Boosting brain antioxidants could improve psychosis outcomes


A study of people experiencing a first episode of psychosis has shown that higher levels of the antioxidant glutathione are associated with quicker responses to treatment and may improve early intervention outcomes.

A new study looks at antioxidants and how they influence response to psychosis treatments.
The time that it takes for somebody to respond to treatment for psychosis is a key indicator of their long-term outcome.

Psychosis can be a symptom of a number of psychiatric disorders, including schizophrenia and schizoaffective, bipolar, and major depressive disorders.

In around one-third of people with schizophrenia, the condition is considered resistant to treatment. This is associated with more severe symptoms and more time spent in the hospital.

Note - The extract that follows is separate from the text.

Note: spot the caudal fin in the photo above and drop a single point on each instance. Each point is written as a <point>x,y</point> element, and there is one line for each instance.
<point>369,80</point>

The medical community has yet to fully understand why some people respond to antipsychotic treatments within weeks, while others take months.

A new study that appears in Molecular Psychiatry set out to understand this disparity. In a collaborative effort among a range of Canadian institutions, researchers looked at the levels of a protective antioxidant in the brains of people experiencing a first episode of psychosis.

They found that higher levels of the antioxidant were associated with quicker response to treatment, suggesting that boosting the amount of the antioxidant in the brain could improve outcomes for people experiencing psychosis.

The glutathione-glutamate balance
In the study, the researchers investigated an antioxidant called glutathione. Scientists believe that glutathione protects neurons against free radicals, which are highly reactive molecules known to damage cells. Glutathione is the most prominent antioxidant found in brain cells.

Some studies have found a lack of glutathione in people experiencing psychosis, specifically in the cingulate cortex — a part of the brain associated with emotion regulation, which is highly important in schizophrenia.

The lack of glutathione seems to be most striking in patients who have continuing symptoms, even after receiving treatment, suggesting that the molecule could be associated with response to treatment.

Glutathione is also important in relation to another chemical called glutamate. At high levels, glutamate can be toxic to neurons, and this is known to occur in first-episode psychosis. Excess glutamate has also been associated with reduced responsiveness to the treatment of psychosis.

These two chemicals are tightly linked in the brain; glutamate is a precursor of glutathione, and glutathione can protect the brain when glutamate levels become dangerously high.

Ultrapowerful imaging
To measure the levels of these two chemicals in the brain, and specifically in the cingulate cortex, the researchers behind the present study used a type of MRI called ultrahigh field magnetic resonance spectroscopy.

The research involved 26 people with a diagnosis of a schizophrenia spectrum disorder who had been referred to the Prevention and Early Intervention Program for Psychoses, at the London Health Sciences Centre, in Ontario.

All participants provided written consent and were recruited before they received antipsychotic treatment. The team separately recruited healthy controls, 27 in total, with no personal or family history of psychosis.

The team measured brain antioxidant levels, both before the patients started treatment for psychosis and 6 months later.

Boosting brain antioxidants
The researchers found no significant differences in levels of glutathione between the group with schizophrenia spectrum disorders and the control group. However, there were important differences among the participants with schizophrenia.

In particular, the team found that having higher glutathione levels was associated with responding to treatment more quickly.

Conversely, higher levels of glutamate were associated with having greater social difficulties. The researchers determined this using the Social and Occupational Functioning Assessment Scale, which measures function in social or work situations.

The findings suggest that higher levels of glutathione — which help regulate levels of glutamate — could help people with schizophrenia or other conditions that cause psychosis respond more quickly to treatment and have better overall outcomes.

Dr. Lena Palaniyappan, an associate professor at the University of Western Ontario and the senior author of the study, explains, “This study demonstrates that if we can find a way to boost the amount of antioxidants in the brain, we might be able to help patients transition out of hospital more quickly, reduce their suffering more quickly, and help them return earlier to their work and studies.”

The authors suggest that interventions to increase glutathione levels in the brain could be a valuable therapeutic avenue.

The researchers estimate that just a 10% increase in glutathione levels could reduce the time that a person spends in the hospital by at least 1 week. And this may not be too difficult to achieve, as a supplement called N-acetylcysteine has already been shown to increase antioxidant levels in the brain and improve symptoms of schizophrenia.